“Alhamdulillah, saya baik-baik saja. Saya datang sudah dari tadi.”
Kiai Muhith Muzadi adalah seorang yang alim dan sangat sederhana. Pakaiannya biasa-biasa saja. Beliau tidak pernah mengenakan “pakaian kebesaran” yang sering disandang para kiai, seperti jubah, sorban, dan lainnya.
Suatu hari, sang kiai, yang tinggal di Jember, Jawa Timur, diundang ceramah Maulid Nabi di Probolinggo.
Seperti biasa, beliau datang tepat waktu.
Sesampai di majelis pengajian, beberapa anak muda, termasuk panitia penerima tamu, menyambutnya biasa-biasa saja.
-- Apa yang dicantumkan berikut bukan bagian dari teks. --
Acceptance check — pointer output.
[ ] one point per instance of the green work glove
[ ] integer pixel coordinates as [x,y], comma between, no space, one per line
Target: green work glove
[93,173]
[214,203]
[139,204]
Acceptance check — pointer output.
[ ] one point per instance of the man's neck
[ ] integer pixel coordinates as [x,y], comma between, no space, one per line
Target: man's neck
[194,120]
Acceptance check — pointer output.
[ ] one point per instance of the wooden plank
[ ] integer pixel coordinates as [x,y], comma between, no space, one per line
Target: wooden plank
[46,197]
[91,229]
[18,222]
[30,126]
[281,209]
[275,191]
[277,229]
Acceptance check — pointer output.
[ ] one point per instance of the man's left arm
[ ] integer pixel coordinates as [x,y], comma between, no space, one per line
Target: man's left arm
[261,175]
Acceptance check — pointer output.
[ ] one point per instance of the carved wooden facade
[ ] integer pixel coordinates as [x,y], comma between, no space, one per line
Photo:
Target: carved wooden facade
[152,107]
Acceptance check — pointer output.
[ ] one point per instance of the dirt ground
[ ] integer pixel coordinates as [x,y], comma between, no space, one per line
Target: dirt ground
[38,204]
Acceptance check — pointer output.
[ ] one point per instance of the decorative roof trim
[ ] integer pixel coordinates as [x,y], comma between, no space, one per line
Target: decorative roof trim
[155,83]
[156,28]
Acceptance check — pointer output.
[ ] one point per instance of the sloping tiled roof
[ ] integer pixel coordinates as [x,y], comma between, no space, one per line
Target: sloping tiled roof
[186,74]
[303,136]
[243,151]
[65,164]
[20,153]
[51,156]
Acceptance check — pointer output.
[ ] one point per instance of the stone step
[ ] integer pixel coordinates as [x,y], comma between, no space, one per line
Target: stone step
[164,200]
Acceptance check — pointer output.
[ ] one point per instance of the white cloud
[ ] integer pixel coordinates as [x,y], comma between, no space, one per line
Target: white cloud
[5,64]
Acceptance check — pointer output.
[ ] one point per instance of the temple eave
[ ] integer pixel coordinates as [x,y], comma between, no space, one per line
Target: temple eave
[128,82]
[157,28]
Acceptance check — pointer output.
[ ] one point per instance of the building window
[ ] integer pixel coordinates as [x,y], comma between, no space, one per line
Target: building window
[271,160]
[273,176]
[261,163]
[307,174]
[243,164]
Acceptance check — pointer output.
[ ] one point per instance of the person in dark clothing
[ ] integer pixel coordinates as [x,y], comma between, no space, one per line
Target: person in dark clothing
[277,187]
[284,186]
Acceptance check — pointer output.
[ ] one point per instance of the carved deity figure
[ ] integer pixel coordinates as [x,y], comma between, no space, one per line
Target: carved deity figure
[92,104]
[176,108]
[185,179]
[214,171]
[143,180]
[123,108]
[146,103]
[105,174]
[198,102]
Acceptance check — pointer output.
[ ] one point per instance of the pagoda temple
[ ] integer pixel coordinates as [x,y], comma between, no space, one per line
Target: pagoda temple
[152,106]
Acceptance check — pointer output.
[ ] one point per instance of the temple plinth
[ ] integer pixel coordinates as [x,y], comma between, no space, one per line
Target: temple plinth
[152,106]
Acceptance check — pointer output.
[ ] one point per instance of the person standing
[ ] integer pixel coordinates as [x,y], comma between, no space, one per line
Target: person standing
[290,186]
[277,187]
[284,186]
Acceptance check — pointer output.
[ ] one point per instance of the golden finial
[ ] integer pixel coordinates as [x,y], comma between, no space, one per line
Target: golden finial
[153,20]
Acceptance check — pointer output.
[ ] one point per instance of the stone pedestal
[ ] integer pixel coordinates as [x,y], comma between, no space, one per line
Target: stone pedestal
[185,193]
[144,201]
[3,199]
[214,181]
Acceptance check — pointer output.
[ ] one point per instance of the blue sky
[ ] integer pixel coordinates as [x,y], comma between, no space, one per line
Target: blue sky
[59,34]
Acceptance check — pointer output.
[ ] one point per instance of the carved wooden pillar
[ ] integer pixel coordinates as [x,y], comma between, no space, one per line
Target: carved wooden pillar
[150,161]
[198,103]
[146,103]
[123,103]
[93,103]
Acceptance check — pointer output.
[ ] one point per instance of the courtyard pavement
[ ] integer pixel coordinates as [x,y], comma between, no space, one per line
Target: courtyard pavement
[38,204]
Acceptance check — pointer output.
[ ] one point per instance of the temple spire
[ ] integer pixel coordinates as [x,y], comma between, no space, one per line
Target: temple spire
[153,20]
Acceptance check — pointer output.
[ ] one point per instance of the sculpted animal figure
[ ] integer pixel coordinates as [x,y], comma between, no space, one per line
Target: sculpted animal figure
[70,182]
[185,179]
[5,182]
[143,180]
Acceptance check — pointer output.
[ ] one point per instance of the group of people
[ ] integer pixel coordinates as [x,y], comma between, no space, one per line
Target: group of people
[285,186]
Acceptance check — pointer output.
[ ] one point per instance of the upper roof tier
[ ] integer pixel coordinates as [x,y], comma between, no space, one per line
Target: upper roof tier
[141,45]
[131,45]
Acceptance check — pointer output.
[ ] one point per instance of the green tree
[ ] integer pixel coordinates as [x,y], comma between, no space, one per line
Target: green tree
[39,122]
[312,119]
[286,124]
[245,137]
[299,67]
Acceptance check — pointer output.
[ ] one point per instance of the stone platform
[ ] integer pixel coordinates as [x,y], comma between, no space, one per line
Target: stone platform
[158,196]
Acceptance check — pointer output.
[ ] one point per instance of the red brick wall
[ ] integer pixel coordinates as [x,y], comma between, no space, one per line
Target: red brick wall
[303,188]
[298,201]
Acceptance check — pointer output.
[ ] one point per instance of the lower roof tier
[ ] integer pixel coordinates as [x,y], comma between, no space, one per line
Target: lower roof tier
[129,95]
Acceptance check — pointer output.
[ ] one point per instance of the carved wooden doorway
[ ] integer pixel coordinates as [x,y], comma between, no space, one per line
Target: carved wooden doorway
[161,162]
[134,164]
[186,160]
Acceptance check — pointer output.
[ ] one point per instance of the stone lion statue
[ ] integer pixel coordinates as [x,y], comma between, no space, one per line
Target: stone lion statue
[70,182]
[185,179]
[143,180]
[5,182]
Mereka mempersilakan Kiai Muhith duduk di kursi agak belakang, bersama warga setempat.
Acara belum juga dimulai, meski jamnya sudah molor. Panitia mulai agak gelisah. “Sudah jam segini Kiai Muhith belum juga datang.” Bahkan, seorang sesepuh kelihatan mulai marah-marah dan menyuruh seorang anak muda untuk menelepon, kalau perlu menjemput Kiai Muhith ke Jember.
Di tengah ketegangan itu, datang seorang kiai yang sangat mengenal Kiai Muhith.
Keduanya lalu berangkulan.
“Kiai Muhith, apa kabar? Kapan datang?”
“Alhamdulillah, saya baik-baik saja. Saya datang sudah dari tadi.”
Melihat itu, panitia baru sadar, Kiai Muhith adalah orang yang datang duluan dan didudukkan di kursi belakang itu. Beliau datang tepat waktu. Tentu saja mereka yang bertugas menerima tamu tadi tersipu malu.